As it turns out, the real incentive for many of these insurance giants was the presence of taxpayer subsides. Removing corporate welfare can’t “sabotage” a healthy marketplace, it can only expose the rickety infrastructure of a fabricated one. Nothing, it turns out, sabotages Obamacare quite as well as Obamacare.
Here is a full transcript of Mitchell’s June 21 exchange with Bennett:
12:51 PM ET
ANDREA MITCHELL: The other issue here is what’s happening to ObamaCare and whether the White House is trying to sabotage ObamaCare by missing deadlines where insurance companies have to decide whether to re-up. What are you hearing around the country?

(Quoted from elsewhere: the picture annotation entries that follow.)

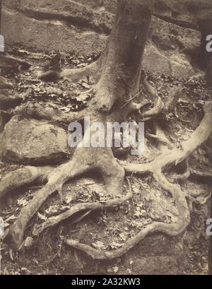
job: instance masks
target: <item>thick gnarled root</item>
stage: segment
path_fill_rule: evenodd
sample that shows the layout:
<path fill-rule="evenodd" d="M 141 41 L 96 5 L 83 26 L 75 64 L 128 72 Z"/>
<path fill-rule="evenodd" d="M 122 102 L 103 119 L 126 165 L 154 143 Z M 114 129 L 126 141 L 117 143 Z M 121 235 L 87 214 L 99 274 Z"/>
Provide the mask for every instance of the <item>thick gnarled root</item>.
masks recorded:
<path fill-rule="evenodd" d="M 52 170 L 51 167 L 28 166 L 9 172 L 0 182 L 0 199 L 15 189 L 44 182 Z"/>
<path fill-rule="evenodd" d="M 71 160 L 53 170 L 48 168 L 42 170 L 34 167 L 20 169 L 11 174 L 11 177 L 13 178 L 12 184 L 10 184 L 10 175 L 5 177 L 1 182 L 3 191 L 5 191 L 5 189 L 9 190 L 32 182 L 37 177 L 45 177 L 47 179 L 47 184 L 36 193 L 25 207 L 22 208 L 18 219 L 10 228 L 6 236 L 6 242 L 13 249 L 18 250 L 21 247 L 29 220 L 47 199 L 54 191 L 57 191 L 61 198 L 63 184 L 69 179 L 90 170 L 98 170 L 102 175 L 105 189 L 109 194 L 116 196 L 122 193 L 124 170 L 114 158 L 111 149 L 100 148 L 88 148 L 85 150 L 84 148 L 78 148 Z M 20 176 L 23 173 L 26 175 L 25 179 L 18 182 L 19 179 L 22 179 Z M 42 173 L 45 174 L 45 176 Z M 91 207 L 90 208 L 88 207 L 88 209 L 92 209 Z M 95 208 L 95 206 L 93 208 Z"/>
<path fill-rule="evenodd" d="M 167 191 L 169 191 L 175 200 L 178 209 L 179 217 L 177 223 L 166 224 L 163 223 L 153 223 L 142 230 L 134 237 L 129 239 L 124 247 L 112 252 L 96 249 L 92 247 L 78 242 L 73 240 L 65 240 L 69 246 L 84 252 L 94 259 L 112 259 L 119 257 L 135 246 L 146 236 L 156 232 L 160 232 L 170 236 L 175 236 L 182 233 L 188 226 L 190 222 L 190 216 L 188 204 L 186 200 L 187 196 L 184 193 L 179 185 L 170 183 L 163 174 L 163 171 L 171 165 L 177 164 L 187 160 L 189 155 L 192 153 L 199 146 L 207 141 L 211 134 L 211 112 L 212 102 L 205 105 L 205 116 L 199 126 L 193 133 L 191 138 L 182 144 L 182 151 L 173 149 L 167 150 L 153 163 L 149 164 L 129 164 L 122 166 L 126 172 L 143 174 L 152 173 L 154 179 L 160 186 Z M 168 152 L 170 152 L 168 153 Z"/>
<path fill-rule="evenodd" d="M 83 203 L 77 204 L 71 207 L 70 209 L 66 211 L 65 212 L 57 216 L 54 219 L 47 220 L 46 222 L 42 223 L 41 225 L 35 225 L 33 229 L 33 235 L 39 235 L 43 230 L 53 227 L 64 220 L 67 219 L 68 218 L 71 217 L 76 213 L 88 211 L 90 212 L 94 210 L 100 210 L 105 208 L 113 207 L 116 206 L 121 205 L 125 201 L 129 200 L 132 198 L 132 194 L 129 193 L 119 199 L 114 199 L 112 200 L 109 200 L 104 203 L 96 202 L 96 203 Z"/>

SEN. MICHAEL BENNETT [D-CO]: It’s very clear that that’s what’s happening. This is not a strategy that started with this president. The Republicans in Congress defunded what were called the risk corridors which allowed insurance companies to lay off their risk on each other depending on what happened in the actual markets. And that resulted in a nonprofit co-op in Colorado going bankrupt. That happened all over the country. And then what happened was the Republicans said, “See, ObamaCare has failed.” But it was the critics of ObamaCare that had screwed it up. And that’s what’s happening now with the insurance markets as well. You're hearing the insurers say that with this level of uncertainty about what we’re going to be doing going forward, that they can’t participate in these markets.